JL: I appreciate your candor around the challenge of studying too much.

 

SJ: To make it less abstract, I want to double click on the difference between how ORDI, which was the predecessor organization to CMMI, worked and how CMMI is working in practice right now. ORDI, in the 80’s, tested DRGs for a few different cardiac conditions. They tested in one state, New Jersey, at a cost of double digits millions. Based on that, CMS then built the entire DRG system which dominates how we pay for health care. Look – there’s problem with the DRG system; there’s going to be problems with every system. But the point is we were able to flip the switch and reduce the length of stays in hospitals across the country by introducing DRGs. And we did it by testing it one place, in one geography, with a few sets of conditions to prove that it worked.

 

We don’t do that anymore. We have to study it, and study it again. When we were starting CMMI, this was a fundamental question we were grappling with: what is the evidence threshold that you have to establish to be able to scale things? We should be flipping switches much more. I think we have a consensus driven implementation and leadership model in health care and we’re always worried about the exceptions, and enable all kinds of other of things to happen because we’re worried about the exceptions.
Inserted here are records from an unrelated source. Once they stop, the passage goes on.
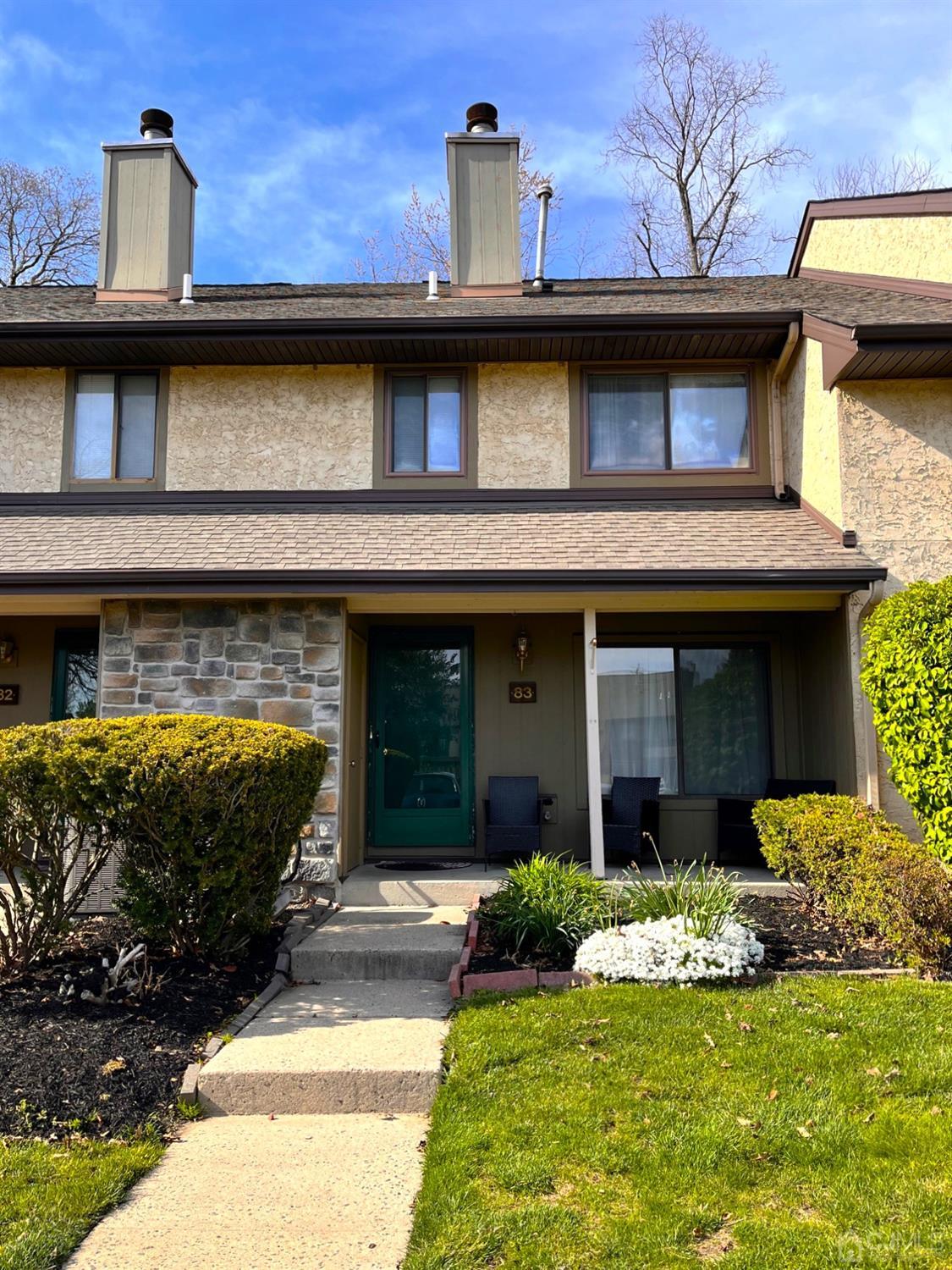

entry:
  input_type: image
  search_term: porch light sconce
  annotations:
[513,632,532,675]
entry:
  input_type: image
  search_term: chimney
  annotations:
[447,102,523,296]
[96,111,198,301]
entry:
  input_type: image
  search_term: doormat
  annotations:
[375,860,476,873]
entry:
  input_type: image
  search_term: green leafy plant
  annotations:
[860,578,952,864]
[617,841,744,940]
[754,794,952,969]
[485,856,611,957]
[0,723,109,973]
[70,715,327,957]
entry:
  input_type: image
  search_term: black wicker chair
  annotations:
[602,776,662,865]
[484,776,542,869]
[718,776,837,869]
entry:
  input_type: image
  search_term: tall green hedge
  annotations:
[860,579,952,863]
[753,794,952,970]
[71,715,327,955]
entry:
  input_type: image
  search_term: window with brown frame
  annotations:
[68,371,160,484]
[385,370,466,477]
[583,370,753,475]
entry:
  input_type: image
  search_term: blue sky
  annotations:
[0,0,952,282]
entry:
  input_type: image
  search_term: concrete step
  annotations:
[68,1118,426,1270]
[291,904,466,983]
[340,864,507,908]
[198,980,449,1115]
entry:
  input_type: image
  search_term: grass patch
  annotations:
[0,1138,164,1270]
[404,978,952,1270]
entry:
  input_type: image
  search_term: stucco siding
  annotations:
[0,370,65,494]
[801,216,952,282]
[839,380,952,589]
[167,366,373,489]
[784,340,852,528]
[479,362,569,489]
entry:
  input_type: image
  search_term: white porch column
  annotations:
[583,609,606,878]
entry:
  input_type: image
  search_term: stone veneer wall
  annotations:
[99,599,343,884]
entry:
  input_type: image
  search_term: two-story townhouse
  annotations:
[0,112,952,884]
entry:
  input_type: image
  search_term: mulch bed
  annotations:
[0,919,284,1138]
[469,896,896,975]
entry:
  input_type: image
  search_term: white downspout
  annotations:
[532,182,553,291]
[853,581,886,810]
[583,609,606,878]
[769,322,800,498]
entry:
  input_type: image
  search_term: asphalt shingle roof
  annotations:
[0,274,952,327]
[0,498,872,582]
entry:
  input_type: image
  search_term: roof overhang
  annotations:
[804,314,952,390]
[0,566,886,597]
[0,310,800,366]
[787,190,952,279]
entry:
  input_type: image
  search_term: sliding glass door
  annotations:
[597,644,772,797]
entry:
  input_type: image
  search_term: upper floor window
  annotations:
[584,371,751,474]
[70,371,159,482]
[386,371,465,477]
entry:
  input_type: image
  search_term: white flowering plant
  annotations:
[575,914,764,983]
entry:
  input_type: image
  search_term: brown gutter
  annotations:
[0,485,772,516]
[0,306,800,343]
[0,566,886,596]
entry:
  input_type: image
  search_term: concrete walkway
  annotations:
[68,902,466,1270]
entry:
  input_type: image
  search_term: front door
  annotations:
[368,627,475,848]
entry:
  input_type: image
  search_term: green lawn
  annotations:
[404,977,952,1270]
[0,1140,164,1270]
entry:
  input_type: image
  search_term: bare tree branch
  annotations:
[814,152,939,198]
[353,130,559,282]
[608,14,810,277]
[0,162,99,287]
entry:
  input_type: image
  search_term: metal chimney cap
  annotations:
[466,102,499,132]
[139,109,175,141]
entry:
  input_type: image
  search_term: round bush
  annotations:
[753,794,952,969]
[0,723,115,973]
[860,578,952,864]
[66,715,327,957]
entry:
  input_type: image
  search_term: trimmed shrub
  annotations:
[0,723,109,973]
[68,715,327,957]
[754,794,952,969]
[484,856,609,957]
[860,578,952,864]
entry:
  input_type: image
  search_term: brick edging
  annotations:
[179,904,340,1105]
[448,896,918,1001]
[448,894,594,1001]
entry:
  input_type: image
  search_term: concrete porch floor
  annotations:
[340,861,790,908]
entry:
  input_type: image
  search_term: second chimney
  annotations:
[96,111,198,301]
[447,102,523,296]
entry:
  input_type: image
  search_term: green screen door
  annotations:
[368,627,475,848]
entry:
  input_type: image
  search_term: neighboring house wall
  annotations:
[784,340,853,528]
[479,362,569,489]
[167,366,373,489]
[0,370,66,494]
[801,216,952,282]
[101,599,343,883]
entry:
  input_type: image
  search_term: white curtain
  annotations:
[598,648,678,794]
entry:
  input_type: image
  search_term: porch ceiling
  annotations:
[0,497,885,594]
There’s a culture of how we change health care that has to change.

 

JL: Let me ask a follow-up on this cultural point. I find that often, it’s the idea in the room that when someone utters it and no one stops to “road test” it – those are the ones we have to stop and unpack a little bit. How [should we use] either evaluation or other policy evaluations to slow up and make sure that we adjust the pendulum?

 

SJ: Sometimes you have to slow down to speed up. There’s this moral high ground that people take in these meetings, “no margin no mission.” I don’t think most health care organizations have actually grappled with whether the mission that they’re pursuing is the mission they ought to be pursuing.

 

One of the reasons the kinds of stuff that you and I care about gets held up is because there’s surface level alignment, but there isn’t really deep alignment. There’s the stated lens and the unstated lens. The stated lens is what’s just for the patients. The unstated lens is what’s good for our bottom line in the current environment.

 

I think [the things that we care about but aren’t getting done] aren’t getting done because we have not grappled with this deeper question, which is that American health care over the last 30 or 40 years went from being mission driven to being almost entirely corporatized. And everyone is hiding behind this “no margin, no mission” thing. No one is asking: “is our mission just?” So, if you’re a health system, you’re not asking, is it just that the people are being admitted to our hospital? If your mission is to keep people healthy, then your mission should be to keep people out of your hospital. Which should then translate into, let’s adopt [different] kinds of payment models. At the board level, at the senior management team level, there’s not enough of that conversation going on, because what success looks like is making your numbers in 2022 look better than your numbers were in 2021.

 

But what is better? Better means fewer and sicker patients, better management of chronic disease. We can all agree on those things. But at the end of the day, if the bottom line metric that your board is judging you by is, “did the numbers go up?”, then you’re always going to be in this moral dilemma. And I think this is where a lot of burnout comes from. A lot of moral injury happens when your stated intent is different from the behaviors you’re actually performing every day. That’s where I think we need to spend more effort.

 

JL: This idea of equity, and really getting at the foundation of it, is really important. Is there anything else you want to share form your perspective?

 

SJ: No, great conversation; it’s always fun to talk to you Josh, and appreciate the opportunity.